Implementada a partir de meados da década de 60, em plena Guerra Fria, e de forma muito confidencial, a dissuasão compartilhada da OTAN permitiu que os exércitos de seus membros usassem armas nucleares americanas, com um princípio conhecido como "chaves duplas", os Estados Unidos e os líderes dos exércitos europeus que implementam estas armas têm ambos uma "chave" que permite armar as cargas nucleares, sendo a designação dos alvos, por outro lado, da responsabilidade do comando integrado da Aliança, e não dos próprios Estados. Ao longo dos anos, esse sistema evoluiu para reunir, de forma permanente, apenas 5 membros da Aliança, Alemanha, Bélgica, Itália, Holanda e Turquia, cada um com armas nucleares. A OTAN em seu solo, neste caso B- 61 bombas nucleares gravitacionais, mas também dispositivos adaptados para implementá-las, nomeadamente F-16 e Panavia Tornado.
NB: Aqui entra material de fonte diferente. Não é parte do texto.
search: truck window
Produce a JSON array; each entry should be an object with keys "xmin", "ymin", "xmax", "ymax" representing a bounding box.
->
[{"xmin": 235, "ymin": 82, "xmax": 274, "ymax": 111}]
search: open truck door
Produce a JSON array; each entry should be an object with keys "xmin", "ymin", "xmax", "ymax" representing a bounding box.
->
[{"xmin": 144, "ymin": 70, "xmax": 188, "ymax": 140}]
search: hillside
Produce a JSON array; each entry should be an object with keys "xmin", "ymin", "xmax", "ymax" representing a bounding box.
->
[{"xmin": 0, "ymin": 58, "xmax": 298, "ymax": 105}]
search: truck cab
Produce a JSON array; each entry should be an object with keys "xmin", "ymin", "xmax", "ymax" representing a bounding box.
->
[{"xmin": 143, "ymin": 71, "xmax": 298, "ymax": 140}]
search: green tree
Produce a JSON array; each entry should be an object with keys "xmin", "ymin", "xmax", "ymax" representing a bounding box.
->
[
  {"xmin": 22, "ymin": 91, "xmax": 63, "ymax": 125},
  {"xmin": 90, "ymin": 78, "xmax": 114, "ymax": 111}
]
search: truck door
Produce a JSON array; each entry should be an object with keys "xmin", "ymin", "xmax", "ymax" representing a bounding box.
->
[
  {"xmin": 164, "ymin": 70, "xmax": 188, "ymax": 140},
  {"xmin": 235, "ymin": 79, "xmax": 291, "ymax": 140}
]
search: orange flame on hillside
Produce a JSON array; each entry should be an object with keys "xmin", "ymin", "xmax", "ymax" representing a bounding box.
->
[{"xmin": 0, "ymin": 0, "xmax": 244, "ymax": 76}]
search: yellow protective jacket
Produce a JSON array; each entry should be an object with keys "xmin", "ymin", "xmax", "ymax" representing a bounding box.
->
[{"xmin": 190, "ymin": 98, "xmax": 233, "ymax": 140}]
Há muito marcada pelo sigilo, inclusive perante a opinião pública dos países participantes nesta missão, a dissuasão partilhada da OTAN era, no entanto, perfeitamente conhecida das autoridades soviéticas, tendo Washington informado Moscovo desta missão antes das primeiras discussões sobre a limitação de armas estratégicas no início da década de 70. Além dessas armas, os Estados Unidos também haviam implantado em solo de alguns dos membros da OTAN, como Alemanha, Grã-Bretanha e Turquia, capacidades nucleares sob controle americano, sejam mísseis de cruzeiro Tomahawk , o míssil balístico Pershing 2 ou bombas aerotransportadas, em particular durante a muito difícil crise dos euromísseis entre 1983 e 1986, quando a França e a Grã-Bretanha também tinham suas próprias capacidades de ataque nuclear, seja aéreo, naval ou terrestre, sem que nenhuma dessas capacidades fosse controlada pela Aliançapróprio Atlântico.

De 1977 a 1999, os F-111 da Base Aérea de Lakenheath, na Grã-Bretanha, realizaram missões de dissuasão na Europa em benefício da OTAN e dos Estados Unidos.

Com o fim da Guerra Fria, a postura dissuasiva tanto da OTAN quanto de seus membros foi consideravelmente reduzida. Os Estados Unidos retiraram suas últimas armas nucleares do solo europeu em 2009, enquanto a França removeu seu componente terra-terra de sua tríade nuclear, e a Grã-Bretanha, por sua vez, eliminou o componente aéreo de seu dissuasor para evitar confiar apenas em sua capacidade balística. submarinos de mísseis. Mesmo a dissuasão compartilhada da OTAN foi criticada pelos críticos quando o véu do sigilo foi murcho, e parte da opinião pública considerou essa postura ultrapassada. As tensões e depois a guerra na Ucrânia, mais uma vez, reverteram profundamente a situação, bem como a percepção da opinião pública sobre o assunto, levando a Alemanha a se posicionar a favor do F-35A como a Holanda. , Bélgica e Itália , tendo o dispositivo sido escolhido pela OTAN para transportar a nova versão da bomba nuclear B-61Mod12 destinada a se tornar a munição padrão para dissuasão compartilhada.